The authors, led by Ken A. Paller of Northwestern University, say that:

Individuals who are asleep and in the midst of a lucid dream (aware of the fact that they are currently dreaming) can perceive questions from an experimenter and provide answers using electrophysiological signals.

The paper is a review of 57 attempts at dream-communication or "interactive dreaming." In these experiments, participants fell asleep and EEG was used to detect when they were in dreaming REM sleep. Participants then sent a signal (using eye-movements) that they were aware of having a lucid dream, at which point, experimenters asked them questions.

For example, in one case, a lucid dreamer was asked "8 minus 6?" by an experimenter. In response, the dreamer made two left-right eye movements. The question was repeated, and he made the same movements, as shown on the record below:

Communication with a lucid dream

Another dreamer was asked "4 minus 0?" They responded correctly with four eye movements, although upon awakening, they reported having thought the question was "4 plus 0."

What was it like to receive a communication while dreaming? Some dreamers reported that the experimental questions seemed to come from "outside" their dream, while in other cases, the questions were incorporated into the dream narrative. For example, one dreamer reported hearing the voice of the experimenter coming from a radio in the dream.

Not all of the attempts at interactive dreaming were successful, however. Out of 36 participants who took part in a total of 57 sessions, 75% of sessions failed because the participant didn't enter a lucid dream at all. In the lucid dreams, experimenters asked 158 questions in total, and the rate of correct answers was 18%. Three percent of answers were incorrect, and in the other cases there was no clear response.

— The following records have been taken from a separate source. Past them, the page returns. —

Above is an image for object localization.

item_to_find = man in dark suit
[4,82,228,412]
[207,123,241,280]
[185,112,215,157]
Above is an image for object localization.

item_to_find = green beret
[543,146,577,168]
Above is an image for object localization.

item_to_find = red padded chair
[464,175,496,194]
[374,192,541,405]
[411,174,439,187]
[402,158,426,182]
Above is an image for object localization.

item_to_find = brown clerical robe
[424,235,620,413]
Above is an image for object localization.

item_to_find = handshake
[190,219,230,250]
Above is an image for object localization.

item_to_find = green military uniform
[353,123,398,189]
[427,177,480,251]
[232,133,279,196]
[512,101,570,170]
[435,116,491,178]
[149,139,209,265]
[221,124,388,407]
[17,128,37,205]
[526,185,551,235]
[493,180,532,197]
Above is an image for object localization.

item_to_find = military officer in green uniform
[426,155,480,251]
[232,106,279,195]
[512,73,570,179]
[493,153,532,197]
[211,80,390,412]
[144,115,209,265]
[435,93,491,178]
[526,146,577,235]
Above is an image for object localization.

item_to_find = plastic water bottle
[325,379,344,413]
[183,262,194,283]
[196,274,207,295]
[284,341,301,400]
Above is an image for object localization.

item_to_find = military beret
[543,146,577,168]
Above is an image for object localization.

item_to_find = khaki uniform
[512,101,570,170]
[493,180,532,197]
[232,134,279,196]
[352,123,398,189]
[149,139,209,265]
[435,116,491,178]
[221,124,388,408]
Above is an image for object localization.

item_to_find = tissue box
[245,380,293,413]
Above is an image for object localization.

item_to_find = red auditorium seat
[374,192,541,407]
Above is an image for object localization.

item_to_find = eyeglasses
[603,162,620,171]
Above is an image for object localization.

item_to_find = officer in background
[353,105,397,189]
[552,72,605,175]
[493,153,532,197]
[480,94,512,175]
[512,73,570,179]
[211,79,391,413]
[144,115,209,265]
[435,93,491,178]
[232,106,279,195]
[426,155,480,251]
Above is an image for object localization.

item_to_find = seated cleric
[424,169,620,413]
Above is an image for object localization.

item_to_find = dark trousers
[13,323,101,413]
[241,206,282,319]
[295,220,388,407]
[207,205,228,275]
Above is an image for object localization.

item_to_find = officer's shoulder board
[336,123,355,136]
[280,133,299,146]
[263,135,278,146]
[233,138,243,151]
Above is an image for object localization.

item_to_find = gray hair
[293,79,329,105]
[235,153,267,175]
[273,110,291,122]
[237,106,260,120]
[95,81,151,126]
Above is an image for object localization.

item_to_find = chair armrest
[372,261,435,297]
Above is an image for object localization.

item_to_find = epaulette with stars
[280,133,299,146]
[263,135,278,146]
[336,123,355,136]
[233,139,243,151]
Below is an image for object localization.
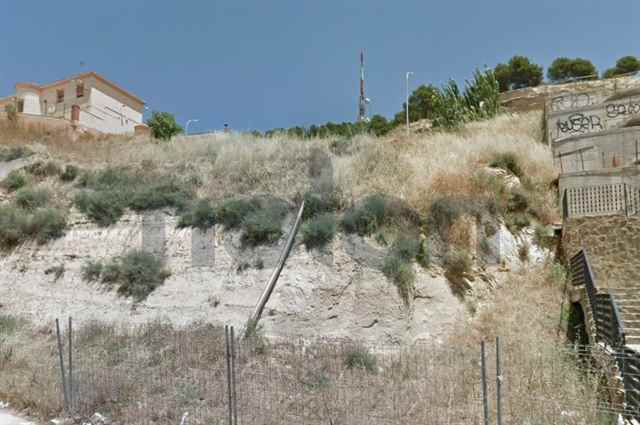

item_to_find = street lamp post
[184,119,200,136]
[406,71,413,137]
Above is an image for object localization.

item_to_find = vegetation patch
[60,164,80,183]
[74,167,194,226]
[0,170,28,192]
[82,250,170,302]
[0,205,67,249]
[242,201,287,246]
[302,213,337,249]
[0,146,33,162]
[178,199,217,230]
[15,187,51,211]
[344,344,378,374]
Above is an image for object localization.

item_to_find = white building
[0,72,144,134]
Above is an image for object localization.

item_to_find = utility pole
[406,71,413,137]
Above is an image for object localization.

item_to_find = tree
[547,57,598,82]
[369,115,393,136]
[147,112,182,140]
[509,56,543,89]
[602,56,640,78]
[493,55,543,92]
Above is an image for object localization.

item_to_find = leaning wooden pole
[249,200,304,328]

Clearly, the interactive dreaming method is unreliable, but it's pretty interesting that it works at all. Lucid dreaming is a technique with a long history, and using eye movements to signal a lucid dream is a well-known technique, but communication across the veil of sleep goes well beyond that.

The concept of dream communication isn't entirely new, however. Back in 1984, researchers Peter Fenwick and colleagues claimed that a lucid dreamer could use muscle twitches to report how many electric shocks he had just received, and a 2018 Russian paper reported bidirectional communication. But this is the first large-scale and systematic report.